Here at Path Forward, so much of the work we do revolves around empowering caregivers to return to the workforce and finding fulfillment in both their careers and personal lives. It is our mission to help returning caregivers ramp back into the workforce via returnships and help organizations understand all of the incredible qualities caregivers possess that can enrich their company cultures. These include increased empathy, patience, ability to navigate complex issues and bureaucracies and make decisions with limited information, and time management, just to name a few. This month, we’d like to highlight some of the ways that Path Forward alumni have said the experience of caregiving has made them better professionals:
Increased Soft Skills
Having a child and having to manage the expectations of a toddler, as well as running a small business and managing the home, taught me a lot of soft skills that I probably wouldn’t have otherwise. —Deepthi
People say with age comes maturity.
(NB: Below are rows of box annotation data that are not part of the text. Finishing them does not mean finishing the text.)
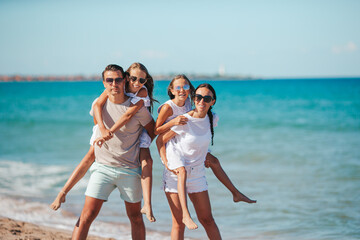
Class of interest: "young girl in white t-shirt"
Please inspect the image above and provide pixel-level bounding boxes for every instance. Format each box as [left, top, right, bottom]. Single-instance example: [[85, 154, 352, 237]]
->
[[51, 63, 156, 222], [155, 75, 256, 232]]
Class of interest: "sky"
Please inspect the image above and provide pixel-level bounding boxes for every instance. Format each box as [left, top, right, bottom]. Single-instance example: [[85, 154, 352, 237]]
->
[[0, 0, 360, 78]]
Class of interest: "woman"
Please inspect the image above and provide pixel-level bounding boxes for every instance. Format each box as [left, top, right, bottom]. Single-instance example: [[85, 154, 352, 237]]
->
[[157, 84, 221, 239]]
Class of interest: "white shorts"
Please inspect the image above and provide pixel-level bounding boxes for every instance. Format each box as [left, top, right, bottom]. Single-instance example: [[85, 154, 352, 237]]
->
[[89, 124, 151, 148], [163, 164, 208, 193], [89, 124, 97, 146]]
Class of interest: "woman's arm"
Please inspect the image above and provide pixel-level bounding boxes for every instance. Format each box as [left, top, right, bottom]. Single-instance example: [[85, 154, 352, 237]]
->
[[110, 100, 144, 133], [94, 90, 112, 140], [110, 88, 148, 133], [155, 104, 188, 135]]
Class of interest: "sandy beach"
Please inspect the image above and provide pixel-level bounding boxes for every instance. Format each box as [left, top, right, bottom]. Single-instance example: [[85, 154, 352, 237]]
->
[[0, 217, 113, 240]]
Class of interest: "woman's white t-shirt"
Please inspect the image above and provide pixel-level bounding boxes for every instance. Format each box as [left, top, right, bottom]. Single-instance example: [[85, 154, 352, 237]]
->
[[166, 113, 219, 170]]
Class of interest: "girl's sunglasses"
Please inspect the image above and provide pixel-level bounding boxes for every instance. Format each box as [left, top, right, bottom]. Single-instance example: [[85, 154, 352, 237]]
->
[[174, 84, 190, 91], [105, 78, 124, 84], [129, 76, 146, 84], [195, 94, 213, 103]]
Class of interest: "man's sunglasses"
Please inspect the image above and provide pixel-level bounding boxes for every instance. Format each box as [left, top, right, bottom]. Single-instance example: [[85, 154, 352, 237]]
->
[[105, 78, 124, 84], [129, 76, 146, 84], [174, 84, 190, 91], [195, 94, 213, 103]]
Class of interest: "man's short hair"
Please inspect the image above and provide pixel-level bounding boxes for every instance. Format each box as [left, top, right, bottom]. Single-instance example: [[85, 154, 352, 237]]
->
[[102, 64, 125, 81]]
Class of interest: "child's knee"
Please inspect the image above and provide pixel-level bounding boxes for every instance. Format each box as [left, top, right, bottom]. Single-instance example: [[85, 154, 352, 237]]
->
[[176, 167, 186, 176]]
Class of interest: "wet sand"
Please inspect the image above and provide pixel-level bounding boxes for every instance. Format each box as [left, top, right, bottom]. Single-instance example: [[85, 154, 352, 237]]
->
[[0, 217, 113, 240]]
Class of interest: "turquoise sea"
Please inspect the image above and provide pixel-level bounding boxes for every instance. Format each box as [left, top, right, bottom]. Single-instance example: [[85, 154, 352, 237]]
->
[[0, 79, 360, 240]]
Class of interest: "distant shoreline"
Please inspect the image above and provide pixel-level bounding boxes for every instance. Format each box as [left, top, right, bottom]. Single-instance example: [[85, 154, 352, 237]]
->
[[0, 74, 260, 82], [0, 74, 360, 82]]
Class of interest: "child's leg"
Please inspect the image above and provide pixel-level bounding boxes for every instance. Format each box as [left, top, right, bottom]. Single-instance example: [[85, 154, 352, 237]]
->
[[50, 146, 95, 210], [206, 153, 256, 203], [140, 148, 156, 222], [176, 167, 198, 229]]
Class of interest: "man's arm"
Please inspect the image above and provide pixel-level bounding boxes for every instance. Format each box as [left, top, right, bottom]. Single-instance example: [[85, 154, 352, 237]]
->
[[144, 118, 156, 141]]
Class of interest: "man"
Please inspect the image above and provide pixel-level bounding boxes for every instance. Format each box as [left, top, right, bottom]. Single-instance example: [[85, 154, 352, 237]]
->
[[72, 64, 154, 239]]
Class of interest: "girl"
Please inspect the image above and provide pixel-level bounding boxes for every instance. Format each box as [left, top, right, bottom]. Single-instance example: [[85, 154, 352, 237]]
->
[[155, 75, 256, 231], [51, 63, 156, 222]]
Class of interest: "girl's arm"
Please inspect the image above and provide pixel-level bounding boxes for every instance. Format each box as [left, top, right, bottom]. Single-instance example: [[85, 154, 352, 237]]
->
[[50, 146, 95, 210], [155, 104, 188, 135], [94, 90, 112, 139], [156, 130, 176, 174]]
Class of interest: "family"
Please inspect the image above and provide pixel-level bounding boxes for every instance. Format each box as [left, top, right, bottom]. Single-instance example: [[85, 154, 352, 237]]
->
[[51, 63, 256, 239]]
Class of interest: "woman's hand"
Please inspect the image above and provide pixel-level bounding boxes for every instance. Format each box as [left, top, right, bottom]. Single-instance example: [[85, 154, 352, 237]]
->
[[100, 128, 114, 141], [171, 115, 189, 125]]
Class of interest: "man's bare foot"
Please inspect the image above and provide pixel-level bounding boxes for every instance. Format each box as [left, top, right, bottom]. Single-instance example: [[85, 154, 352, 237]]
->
[[233, 191, 256, 203], [183, 217, 198, 230], [140, 205, 156, 222], [50, 191, 66, 211]]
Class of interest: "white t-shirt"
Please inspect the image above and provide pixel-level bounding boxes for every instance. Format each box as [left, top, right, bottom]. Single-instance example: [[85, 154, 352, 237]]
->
[[166, 113, 219, 170]]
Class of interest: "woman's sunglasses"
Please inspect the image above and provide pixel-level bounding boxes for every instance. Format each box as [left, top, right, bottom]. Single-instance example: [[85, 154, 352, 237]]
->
[[195, 94, 213, 103], [105, 78, 124, 84], [129, 76, 146, 84], [174, 84, 190, 91]]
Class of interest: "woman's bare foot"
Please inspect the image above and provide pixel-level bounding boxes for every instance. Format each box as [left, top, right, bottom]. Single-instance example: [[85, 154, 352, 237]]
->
[[233, 191, 256, 203], [50, 191, 66, 211], [183, 217, 198, 230], [140, 205, 156, 222]]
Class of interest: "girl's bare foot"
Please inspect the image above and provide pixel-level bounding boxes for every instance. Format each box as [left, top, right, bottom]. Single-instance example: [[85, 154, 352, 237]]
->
[[140, 205, 156, 222], [183, 217, 198, 230], [233, 191, 256, 203], [50, 191, 66, 211]]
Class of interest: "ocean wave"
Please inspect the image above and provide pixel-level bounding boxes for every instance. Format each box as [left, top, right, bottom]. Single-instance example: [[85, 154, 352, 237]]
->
[[0, 196, 169, 240], [0, 160, 86, 198]]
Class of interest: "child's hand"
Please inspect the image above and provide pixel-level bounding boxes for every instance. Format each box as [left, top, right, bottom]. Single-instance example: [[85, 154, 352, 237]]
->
[[204, 159, 211, 168], [93, 137, 106, 148], [100, 128, 114, 141], [172, 115, 189, 125]]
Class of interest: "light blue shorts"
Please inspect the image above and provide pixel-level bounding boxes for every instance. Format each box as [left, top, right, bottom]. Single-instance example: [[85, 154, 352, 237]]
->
[[85, 162, 142, 203]]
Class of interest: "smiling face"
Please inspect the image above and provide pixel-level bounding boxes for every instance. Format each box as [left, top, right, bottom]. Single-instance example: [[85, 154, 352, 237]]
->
[[103, 71, 125, 95], [194, 87, 215, 114], [127, 68, 146, 93], [170, 78, 190, 101]]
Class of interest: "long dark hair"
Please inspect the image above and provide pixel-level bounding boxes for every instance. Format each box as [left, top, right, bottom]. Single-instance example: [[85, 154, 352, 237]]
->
[[125, 62, 158, 112], [167, 74, 195, 99], [194, 83, 216, 145]]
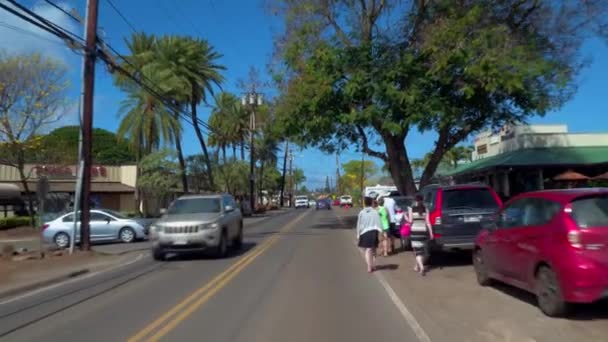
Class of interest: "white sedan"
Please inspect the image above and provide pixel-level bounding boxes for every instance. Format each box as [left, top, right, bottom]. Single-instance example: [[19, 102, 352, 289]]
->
[[42, 209, 147, 248]]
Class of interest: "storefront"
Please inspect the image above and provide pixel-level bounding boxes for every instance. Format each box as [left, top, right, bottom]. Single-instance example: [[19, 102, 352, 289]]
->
[[0, 165, 137, 212]]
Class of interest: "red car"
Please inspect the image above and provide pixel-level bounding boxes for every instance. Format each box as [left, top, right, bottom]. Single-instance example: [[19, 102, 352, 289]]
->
[[473, 188, 608, 316]]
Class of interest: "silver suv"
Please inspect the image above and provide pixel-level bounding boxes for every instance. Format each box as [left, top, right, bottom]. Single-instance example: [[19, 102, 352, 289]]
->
[[150, 194, 243, 260]]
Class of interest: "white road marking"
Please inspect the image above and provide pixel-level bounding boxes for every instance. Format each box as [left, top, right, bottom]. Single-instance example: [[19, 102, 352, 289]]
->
[[0, 237, 40, 243], [0, 253, 145, 305], [336, 210, 431, 342]]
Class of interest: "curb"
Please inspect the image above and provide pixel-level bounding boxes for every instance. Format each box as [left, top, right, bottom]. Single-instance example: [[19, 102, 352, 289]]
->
[[0, 268, 91, 300], [93, 246, 150, 256]]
I find it really gratifying to see that in a lot of situations where I would have previously been stressed out, I am able to handle those calmly. This makes work more exciting and easy. —Chandra
I would say what makes me a better employee after my break is my life experience in managing my household, raising two sons, and being an active civic volunteer. From those experiences I have learned valuable people skills, project management fundamentals, and I am a much wiser employee now than I was when I left the workforce. —Alicia
My ability to talk to strangers has served me well. And from being a stay-at-home parent, you get the patience and understanding that comes with dealing with young children. Negotiation and hostage-like situations are things you encounter a lot, both at home and in the working world. And my experiences as a stay-at-home parent taught me not only to compromise, but to have flexibility. —Jason
During my break I had to spend a lot of time creating a community, being comfortable reaching out to people I didn’t know very well, being open and vulnerable to learning and getting advice from others, and being resourceful and figuring out things I had never done before. All of those soft skills have helped me during my returnship in an industry and function I had never worked in before. —Neema
During my career break, I learned a lot about how to manage my time, address competing priorities, and gain self-realization about my strengths and weaknesses. —Melissa
During the break, I feel being a mom taught me to be even more creative, manage my time well, and be patient with everyone. I can get a lot more done in less time because I know what to prioritize, and I’m less distracted. These are not just important work skills, but life skills. —Shruti
Everyone’s caregiving situations are different. But no matter what your time as a caregiver has entailed, it’s a guarantee that, like our returnship alumni, you’ve gained valuable life skills during this time. If you’re not yet ready to return to the workforce, there are online resources for helping kids better understand the pandemic and aiding them in distance learning, supporting aging or ill family members, and for guarding your own mental and physical well-being, in any form that takes. This National Family Caregivers Month, we honor the time you’re taking to care for your family under extraordinary circumstances. And once you’re ready to return to work, Path Forward will be there to lend a hand and help you land your post-break career.